Мотивы, так-скать, вечные. Ведь и до сих пор, — прижмурился Аверьян Гаврилович, — молодые люди вырезают на скамейках и на деревьях сердца, пронзенные стрелами…

— Да, бывает, — согласился Толя и почему-то покраснел, хотя сам никогда таких сердец не вырезал. — А можно, — сказал он, чтобы перевести разговор, — вы не позволите мне перерисовать этот герб? Я бы хотел показать его своим товарищам в Ганышах, — добавил он и покраснел еще больше.

— Пожалуйста! Вы хорошо рисуете? Может, лучше скопировать: на папиросной бумаге, я имею в виду? Вот вам листочек бумаги, карандаш… Только, пожалуйста, сильно не нажимайте…

Толя перерисовал герб, записал, как он раскрашен, и, несмотря на полную готовность Аверьяна Гавриловича продолжить столь интересно начатую беседу, поблагодарил и распрощался. Он был очень доволен собой. Не потому, что многое узнал, а потому, что его осенила мысль сделать Юке сюрприз. Он представил, как удивленно и восхищенно Юка взмахнет своими мохнатыми ресницами, и заранее сдержанно и скромно улыбался.

Внезапно эта воображаемая картина исчезла вместе с улыбкой. Толя припустил бегом к дому. Он схватил портативный магнитофон, проверил, на месте ли бобина, и побежал обратно. За высоким дощатым забором выла собака. Может быть, она потеряла хозяина и теперь изливала свою тоску о нем, а может, это просто был уже большой, но еще глупый щенок, которого оставили одного, ему стало невыносимо неуютно и скучно в одиночестве, и он жалобным воем выражал свою обиду на судьбу и хозяев.

Толя подвесил микрофон к нагрудному карману, приоткрыл крышку магнитофона и включил. Бедный пес начинал с короткого повизгивания, его сменял скулеж, становящийся все громче и протяжнее, и завершал все необычайно тягучий, с какими-то даже фиоритурами, невыносимо тоскливый вой. Толя записал несколько таких рулад и, очень довольный, выключил магнитофон.

В этот день ему решительно везло. Неподалеку от своего дома он нагнал женщину, катившую коляску, в которой куксился и хныкал маленький ребенок. Толя включил запись. Ребенок плакал все громче, пока не зашелся в отчаянном "уа-уа". Мать вынула его из коляски, начала тетешкать на руках и тут заметила Толю.

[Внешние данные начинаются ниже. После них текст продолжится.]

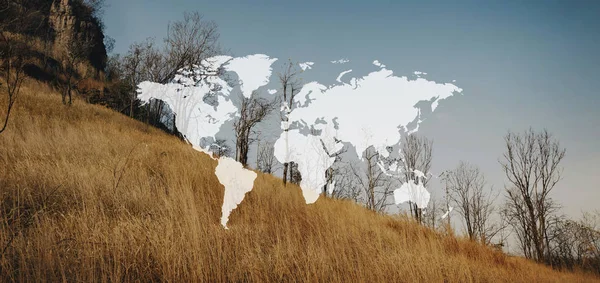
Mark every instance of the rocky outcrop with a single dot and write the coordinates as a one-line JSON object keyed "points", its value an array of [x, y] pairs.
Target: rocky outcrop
{"points": [[72, 20]]}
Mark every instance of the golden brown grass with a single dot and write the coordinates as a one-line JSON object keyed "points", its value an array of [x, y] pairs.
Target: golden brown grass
{"points": [[89, 195]]}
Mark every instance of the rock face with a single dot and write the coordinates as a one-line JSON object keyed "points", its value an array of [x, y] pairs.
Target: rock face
{"points": [[71, 20]]}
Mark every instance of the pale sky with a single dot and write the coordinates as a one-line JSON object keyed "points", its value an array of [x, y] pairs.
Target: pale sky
{"points": [[520, 64]]}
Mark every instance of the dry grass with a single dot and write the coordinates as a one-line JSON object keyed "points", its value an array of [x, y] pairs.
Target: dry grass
{"points": [[89, 195]]}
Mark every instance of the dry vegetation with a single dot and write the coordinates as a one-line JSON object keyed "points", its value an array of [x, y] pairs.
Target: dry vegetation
{"points": [[89, 195]]}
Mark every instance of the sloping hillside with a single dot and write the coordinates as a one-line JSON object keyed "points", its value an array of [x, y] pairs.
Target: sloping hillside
{"points": [[90, 195]]}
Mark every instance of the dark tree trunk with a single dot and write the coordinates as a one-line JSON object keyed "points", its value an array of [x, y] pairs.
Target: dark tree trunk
{"points": [[285, 172]]}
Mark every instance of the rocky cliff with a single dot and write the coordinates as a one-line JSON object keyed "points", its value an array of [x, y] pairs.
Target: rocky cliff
{"points": [[48, 26]]}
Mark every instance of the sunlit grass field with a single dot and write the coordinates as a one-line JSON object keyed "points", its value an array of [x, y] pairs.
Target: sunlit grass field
{"points": [[89, 195]]}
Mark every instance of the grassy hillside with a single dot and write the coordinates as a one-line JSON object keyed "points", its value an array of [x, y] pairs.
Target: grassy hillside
{"points": [[89, 195]]}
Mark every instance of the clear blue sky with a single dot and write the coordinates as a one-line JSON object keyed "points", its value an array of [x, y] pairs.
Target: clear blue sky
{"points": [[520, 64]]}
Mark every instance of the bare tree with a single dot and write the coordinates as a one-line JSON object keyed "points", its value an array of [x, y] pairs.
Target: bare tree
{"points": [[531, 164], [265, 161], [12, 71], [375, 184], [16, 20], [252, 111], [220, 148], [432, 214], [416, 154], [332, 173], [133, 65], [290, 86], [473, 202], [74, 52]]}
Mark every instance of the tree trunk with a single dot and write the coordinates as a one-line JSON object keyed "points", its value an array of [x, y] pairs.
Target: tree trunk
{"points": [[285, 169]]}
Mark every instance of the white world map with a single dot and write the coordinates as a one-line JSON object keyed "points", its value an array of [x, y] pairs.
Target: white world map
{"points": [[371, 110]]}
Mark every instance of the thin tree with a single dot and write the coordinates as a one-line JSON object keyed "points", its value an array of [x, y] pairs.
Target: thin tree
{"points": [[252, 111], [15, 20], [467, 187], [376, 185], [74, 52], [531, 164], [290, 86], [265, 161], [220, 148], [416, 154]]}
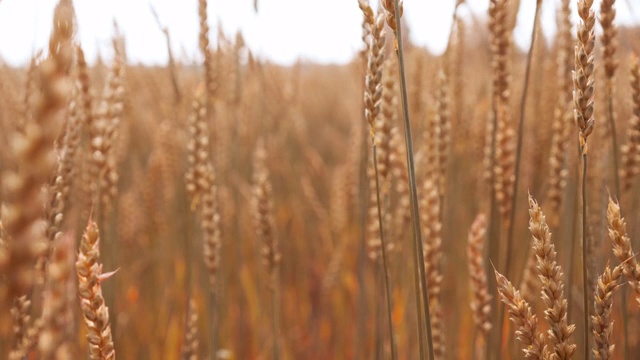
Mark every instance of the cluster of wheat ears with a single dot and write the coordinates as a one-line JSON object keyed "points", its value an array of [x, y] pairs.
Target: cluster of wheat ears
{"points": [[232, 208]]}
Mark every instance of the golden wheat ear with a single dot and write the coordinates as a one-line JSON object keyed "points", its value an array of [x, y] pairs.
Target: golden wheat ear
{"points": [[522, 316]]}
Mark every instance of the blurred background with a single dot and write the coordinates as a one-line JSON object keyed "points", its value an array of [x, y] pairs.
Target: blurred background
{"points": [[281, 31]]}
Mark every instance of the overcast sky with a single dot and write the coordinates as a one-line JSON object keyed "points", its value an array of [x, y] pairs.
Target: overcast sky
{"points": [[282, 30]]}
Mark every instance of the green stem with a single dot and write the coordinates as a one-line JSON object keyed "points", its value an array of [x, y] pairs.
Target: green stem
{"points": [[523, 108], [616, 177], [415, 212], [384, 256], [274, 315], [214, 323], [585, 294]]}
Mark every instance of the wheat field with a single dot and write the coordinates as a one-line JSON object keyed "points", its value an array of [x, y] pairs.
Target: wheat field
{"points": [[476, 204]]}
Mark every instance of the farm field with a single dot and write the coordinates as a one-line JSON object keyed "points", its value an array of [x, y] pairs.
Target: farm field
{"points": [[480, 203]]}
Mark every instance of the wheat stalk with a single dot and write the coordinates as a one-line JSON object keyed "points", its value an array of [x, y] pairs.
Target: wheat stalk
{"points": [[601, 321], [34, 150], [94, 309], [583, 90], [521, 315], [481, 302], [550, 275]]}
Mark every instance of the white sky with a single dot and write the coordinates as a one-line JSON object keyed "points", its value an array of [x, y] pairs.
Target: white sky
{"points": [[282, 30]]}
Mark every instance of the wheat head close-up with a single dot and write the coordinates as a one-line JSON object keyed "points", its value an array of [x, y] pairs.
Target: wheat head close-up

— Что тебе нужно, мальчик? — сердито сказала она. — Не видишь, ребенок плачет, а ты тут крутишься со своим ящиком.

— Извините, пожалуйста, — сказал Толя и ушел.

Фонотека всегда была у них в идеальном порядке, и Толя тотчас нашел серенаду Мефистофеля из оперы Гуно.

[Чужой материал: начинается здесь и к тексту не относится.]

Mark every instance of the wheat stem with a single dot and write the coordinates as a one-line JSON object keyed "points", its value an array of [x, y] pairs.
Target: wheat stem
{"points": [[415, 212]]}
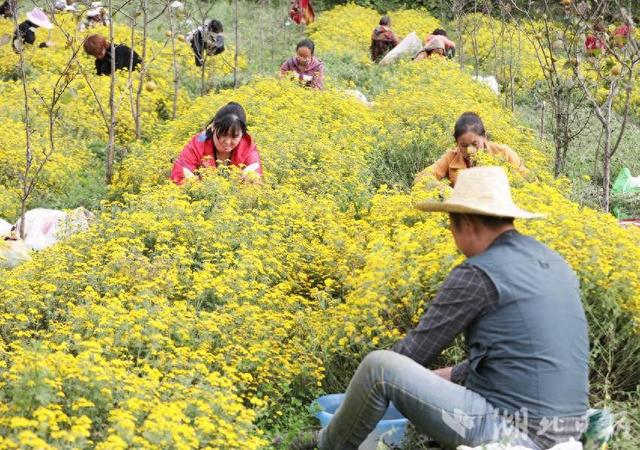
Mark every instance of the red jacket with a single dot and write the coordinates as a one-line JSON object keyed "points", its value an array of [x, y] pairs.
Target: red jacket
{"points": [[199, 153]]}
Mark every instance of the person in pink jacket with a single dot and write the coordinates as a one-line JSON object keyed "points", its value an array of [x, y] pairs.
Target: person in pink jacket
{"points": [[225, 141], [308, 68]]}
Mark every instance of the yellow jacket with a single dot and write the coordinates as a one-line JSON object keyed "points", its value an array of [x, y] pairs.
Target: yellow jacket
{"points": [[453, 161]]}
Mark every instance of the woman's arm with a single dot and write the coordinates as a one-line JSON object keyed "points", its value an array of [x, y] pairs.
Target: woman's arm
{"points": [[437, 170], [318, 77], [187, 162]]}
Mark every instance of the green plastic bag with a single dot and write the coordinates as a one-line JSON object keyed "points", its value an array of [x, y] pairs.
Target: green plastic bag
{"points": [[599, 429]]}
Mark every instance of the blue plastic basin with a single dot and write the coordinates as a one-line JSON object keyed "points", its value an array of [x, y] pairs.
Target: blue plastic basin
{"points": [[390, 429]]}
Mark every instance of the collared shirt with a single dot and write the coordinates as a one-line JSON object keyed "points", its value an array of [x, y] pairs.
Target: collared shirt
{"points": [[465, 296], [453, 161]]}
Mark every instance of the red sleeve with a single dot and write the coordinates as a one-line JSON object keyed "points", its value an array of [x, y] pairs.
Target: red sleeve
{"points": [[253, 158], [318, 80], [190, 158], [285, 67]]}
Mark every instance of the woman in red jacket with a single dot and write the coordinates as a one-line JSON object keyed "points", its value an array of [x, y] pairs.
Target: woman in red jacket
{"points": [[225, 141]]}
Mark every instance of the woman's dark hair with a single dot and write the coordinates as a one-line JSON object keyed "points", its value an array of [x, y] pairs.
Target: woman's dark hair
{"points": [[230, 119], [215, 26], [308, 43], [469, 122]]}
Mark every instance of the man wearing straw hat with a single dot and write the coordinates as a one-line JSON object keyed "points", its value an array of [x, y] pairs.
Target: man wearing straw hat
{"points": [[518, 304], [26, 30]]}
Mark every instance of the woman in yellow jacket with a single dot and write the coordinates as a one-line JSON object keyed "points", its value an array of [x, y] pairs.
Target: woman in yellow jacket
{"points": [[470, 137]]}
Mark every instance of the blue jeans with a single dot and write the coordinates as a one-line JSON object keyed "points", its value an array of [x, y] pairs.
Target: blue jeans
{"points": [[446, 412]]}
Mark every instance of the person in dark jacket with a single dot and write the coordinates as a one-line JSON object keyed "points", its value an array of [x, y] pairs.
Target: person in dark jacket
{"points": [[526, 379], [209, 39], [98, 47], [7, 8], [382, 39], [25, 34]]}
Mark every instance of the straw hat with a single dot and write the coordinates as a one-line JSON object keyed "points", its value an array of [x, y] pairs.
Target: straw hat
{"points": [[38, 17], [481, 190], [435, 43]]}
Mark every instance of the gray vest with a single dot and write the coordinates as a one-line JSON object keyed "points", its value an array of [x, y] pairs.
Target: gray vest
{"points": [[531, 352]]}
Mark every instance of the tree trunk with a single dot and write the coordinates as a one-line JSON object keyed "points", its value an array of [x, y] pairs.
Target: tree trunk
{"points": [[606, 163], [111, 146], [143, 70], [235, 56], [176, 72]]}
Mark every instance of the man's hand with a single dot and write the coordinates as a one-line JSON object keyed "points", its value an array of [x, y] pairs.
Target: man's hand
{"points": [[445, 373]]}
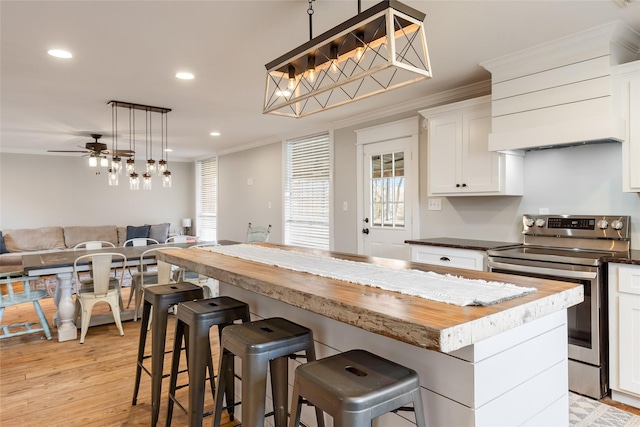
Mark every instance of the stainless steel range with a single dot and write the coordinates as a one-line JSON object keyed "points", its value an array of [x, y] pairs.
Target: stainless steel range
{"points": [[570, 248]]}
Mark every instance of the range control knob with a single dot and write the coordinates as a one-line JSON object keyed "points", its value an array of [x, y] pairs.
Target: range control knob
{"points": [[617, 224]]}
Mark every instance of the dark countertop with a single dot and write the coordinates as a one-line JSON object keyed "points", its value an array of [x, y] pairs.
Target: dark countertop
{"points": [[483, 245], [633, 258], [476, 245]]}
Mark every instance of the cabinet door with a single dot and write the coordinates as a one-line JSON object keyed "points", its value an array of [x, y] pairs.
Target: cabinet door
{"points": [[445, 156], [481, 167], [629, 328]]}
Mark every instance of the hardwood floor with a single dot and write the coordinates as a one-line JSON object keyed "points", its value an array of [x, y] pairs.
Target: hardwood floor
{"points": [[49, 383]]}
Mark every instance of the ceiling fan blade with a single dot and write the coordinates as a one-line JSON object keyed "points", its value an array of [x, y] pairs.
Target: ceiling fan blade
{"points": [[120, 153], [67, 151]]}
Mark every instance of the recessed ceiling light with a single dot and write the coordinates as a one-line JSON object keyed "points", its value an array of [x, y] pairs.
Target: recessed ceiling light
{"points": [[184, 75], [59, 53]]}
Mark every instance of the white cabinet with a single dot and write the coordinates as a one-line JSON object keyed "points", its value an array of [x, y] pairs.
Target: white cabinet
{"points": [[449, 257], [624, 333], [460, 163], [628, 100]]}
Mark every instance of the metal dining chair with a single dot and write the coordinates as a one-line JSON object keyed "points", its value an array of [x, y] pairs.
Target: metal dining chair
{"points": [[101, 287]]}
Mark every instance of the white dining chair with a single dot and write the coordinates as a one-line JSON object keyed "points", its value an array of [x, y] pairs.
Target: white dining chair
{"points": [[101, 287]]}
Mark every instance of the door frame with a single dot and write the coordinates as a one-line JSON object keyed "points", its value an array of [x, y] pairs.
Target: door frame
{"points": [[406, 128]]}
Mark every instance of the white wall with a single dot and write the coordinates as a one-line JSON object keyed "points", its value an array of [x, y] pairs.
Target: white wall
{"points": [[577, 180], [38, 191], [248, 183]]}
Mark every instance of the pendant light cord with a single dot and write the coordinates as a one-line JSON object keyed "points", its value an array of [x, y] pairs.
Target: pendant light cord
{"points": [[310, 13]]}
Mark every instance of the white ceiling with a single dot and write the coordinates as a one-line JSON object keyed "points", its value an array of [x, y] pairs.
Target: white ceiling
{"points": [[130, 51]]}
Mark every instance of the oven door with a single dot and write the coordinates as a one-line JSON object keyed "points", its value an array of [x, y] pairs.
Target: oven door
{"points": [[586, 321]]}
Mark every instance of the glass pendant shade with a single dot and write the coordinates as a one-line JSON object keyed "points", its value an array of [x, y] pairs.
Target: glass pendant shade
{"points": [[151, 166], [146, 181], [131, 166], [134, 181], [162, 167], [113, 177], [380, 49], [116, 165], [166, 179]]}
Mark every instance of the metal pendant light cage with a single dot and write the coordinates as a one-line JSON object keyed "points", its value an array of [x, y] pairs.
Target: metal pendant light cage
{"points": [[380, 49]]}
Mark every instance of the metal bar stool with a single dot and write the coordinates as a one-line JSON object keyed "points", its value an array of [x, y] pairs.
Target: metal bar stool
{"points": [[197, 318], [258, 344], [160, 297], [355, 387]]}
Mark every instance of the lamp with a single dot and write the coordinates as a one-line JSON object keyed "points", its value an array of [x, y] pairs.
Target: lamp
{"points": [[186, 226], [151, 168], [380, 49]]}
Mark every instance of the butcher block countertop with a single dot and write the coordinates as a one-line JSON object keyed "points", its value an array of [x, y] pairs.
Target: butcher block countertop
{"points": [[414, 320]]}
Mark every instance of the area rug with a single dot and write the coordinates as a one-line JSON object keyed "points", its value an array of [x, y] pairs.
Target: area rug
{"points": [[585, 412]]}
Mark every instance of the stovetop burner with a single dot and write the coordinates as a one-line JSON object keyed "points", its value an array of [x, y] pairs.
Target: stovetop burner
{"points": [[570, 239]]}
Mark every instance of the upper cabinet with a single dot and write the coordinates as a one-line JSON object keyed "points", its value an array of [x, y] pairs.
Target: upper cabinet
{"points": [[460, 163], [560, 93], [628, 96]]}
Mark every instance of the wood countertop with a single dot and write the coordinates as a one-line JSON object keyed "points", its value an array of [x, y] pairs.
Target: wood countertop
{"points": [[414, 320]]}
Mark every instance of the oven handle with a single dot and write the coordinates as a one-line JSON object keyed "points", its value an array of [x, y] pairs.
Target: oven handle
{"points": [[569, 274]]}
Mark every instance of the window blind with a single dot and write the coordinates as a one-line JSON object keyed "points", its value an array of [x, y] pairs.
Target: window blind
{"points": [[207, 195], [307, 192]]}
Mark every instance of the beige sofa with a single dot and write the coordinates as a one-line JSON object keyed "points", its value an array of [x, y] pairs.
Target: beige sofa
{"points": [[17, 242]]}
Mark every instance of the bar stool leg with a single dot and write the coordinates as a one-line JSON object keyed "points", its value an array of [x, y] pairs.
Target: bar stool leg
{"points": [[158, 340], [279, 376], [175, 364], [197, 341], [146, 311], [418, 408], [224, 373]]}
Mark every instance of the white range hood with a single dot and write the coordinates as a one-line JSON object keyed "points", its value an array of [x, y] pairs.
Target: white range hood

Правда, Шаляпин пел ее по-французски, но это не имело значения — слова Толе не были нужны. Однако прослушав Шаляпина, Толя поставил серенаду в исполнении Пирогова и — остановился на ней: запись была свежее, голос звучал грубее, резче… Толя свел записи на одну пленку, потом, меняя их местами, вслушивался, регулировал тембр, громкость, а кое-где даже менял скорость, и звук растягивался, плыл, становился странным и каким-то диким…

Настал вечер, который в Чугунове очень быстро переходит в ночь. Толя покончил с записями и сел к столу у открытого окна, чтобы изготовить свой сюрприз. Он отодрал от блокнота обложку из плотного картона, перенес на нее рисунок герба и густо раскрасил акварельными красками. Потом он вырезал герб, обтянул целлофановым листком; а при помощи клея и полоски материи прикрепил английскую булавку к обратной стороне герба. Получилась вполне приличная брошка.

Он подошел к зеркалу, приложил герб к нагрудному карману, чтобы посмотреть, как это будет выглядеть, и едва не уронил свое изделие — за окном раздался утробный вопль… Толя бросился к магнитофону, включил его и поставил микрофон на подоконник. За первым воплем последовал второй — тягучий, душераздирающий. Орали коты. Они были где-то совсем близко — в палисаднике или за штакетником на улице. Толя оглянулся на магнитофон — бобины бесшумно вращались, успокоительно горел зеленый глазок индикатора — и погасил настольную лампу, чтобы она не помешала подзаборным солистам.